The script’s algorithm is really simple:
- If the local data is different from the reference, but the remote data is not, then the local data is uploaded to the server.
- If the remote data is different from the reference, but the local data is not, then the remote data is downloaded from the server.
- Whenever both the local and the remote data have changed since the last synchronization, the local data is moved to
~/ownCloud/lost+found/, and then the remote data is downloaded in its place.
-n” parameter instructs miniOCsync to run the synchronization algorithm, and log its actions as usual, but without actually changing anything on disk, either locally or on the server. This is a great way to preview the synchronization’s outcome without taking any risk.
miniOCsync can be run on a one-shot basis, or it can be scheduled with a cron-like tool.

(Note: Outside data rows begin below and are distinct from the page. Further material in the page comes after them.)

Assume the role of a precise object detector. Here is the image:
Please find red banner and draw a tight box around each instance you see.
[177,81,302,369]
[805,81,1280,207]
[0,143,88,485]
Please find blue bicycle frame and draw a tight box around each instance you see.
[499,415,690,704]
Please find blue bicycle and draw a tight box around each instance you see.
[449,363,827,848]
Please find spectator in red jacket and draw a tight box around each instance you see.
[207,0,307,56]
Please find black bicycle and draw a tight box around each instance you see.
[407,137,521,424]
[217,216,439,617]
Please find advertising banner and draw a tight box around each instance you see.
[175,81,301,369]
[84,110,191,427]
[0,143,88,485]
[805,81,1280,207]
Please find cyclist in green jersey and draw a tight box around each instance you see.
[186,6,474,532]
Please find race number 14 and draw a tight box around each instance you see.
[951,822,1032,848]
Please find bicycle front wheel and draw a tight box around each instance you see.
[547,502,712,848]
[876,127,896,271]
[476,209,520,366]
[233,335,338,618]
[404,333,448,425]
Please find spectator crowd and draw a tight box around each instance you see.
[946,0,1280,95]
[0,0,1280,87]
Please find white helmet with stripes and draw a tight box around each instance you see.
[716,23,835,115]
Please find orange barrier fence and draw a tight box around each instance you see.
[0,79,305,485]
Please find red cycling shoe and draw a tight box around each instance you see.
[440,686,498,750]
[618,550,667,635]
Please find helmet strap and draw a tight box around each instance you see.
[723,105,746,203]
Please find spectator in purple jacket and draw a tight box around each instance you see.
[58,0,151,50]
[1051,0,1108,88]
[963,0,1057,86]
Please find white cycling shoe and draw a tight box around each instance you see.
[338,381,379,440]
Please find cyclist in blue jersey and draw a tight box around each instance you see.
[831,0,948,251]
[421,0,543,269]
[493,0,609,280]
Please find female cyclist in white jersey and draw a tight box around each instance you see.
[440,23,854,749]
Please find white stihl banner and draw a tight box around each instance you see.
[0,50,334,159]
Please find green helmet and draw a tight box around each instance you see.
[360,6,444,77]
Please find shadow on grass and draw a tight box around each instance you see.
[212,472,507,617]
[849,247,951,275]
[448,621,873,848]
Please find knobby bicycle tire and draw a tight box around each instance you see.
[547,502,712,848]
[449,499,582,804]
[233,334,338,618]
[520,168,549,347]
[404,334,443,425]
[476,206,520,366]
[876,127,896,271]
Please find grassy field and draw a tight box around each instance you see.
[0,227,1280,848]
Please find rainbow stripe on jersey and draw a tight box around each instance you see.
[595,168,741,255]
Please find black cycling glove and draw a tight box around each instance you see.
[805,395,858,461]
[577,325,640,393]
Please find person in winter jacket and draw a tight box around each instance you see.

The script exits with no side effects if it detects that another instance by the same user is already running, so that you can for example schedule a run every 5 minutes even if the synchronization sometimes takes longer than that.
Attached is the script file, which may be used and adapted under the conditions of the GPLv3 license.
- 2015-08-06 — It is now possible to initialize the synchronization when one side is empty (I did not need this use case up to now). Performance has been enhanced. Some minor improvements were performed.
- 2015-08-07 — An important bug related to the management of the reference meta-data has been fixed, and curl bug #1063 has been circumvented. The initialization step should be run again using the new version of the program, in order to fix the reference file.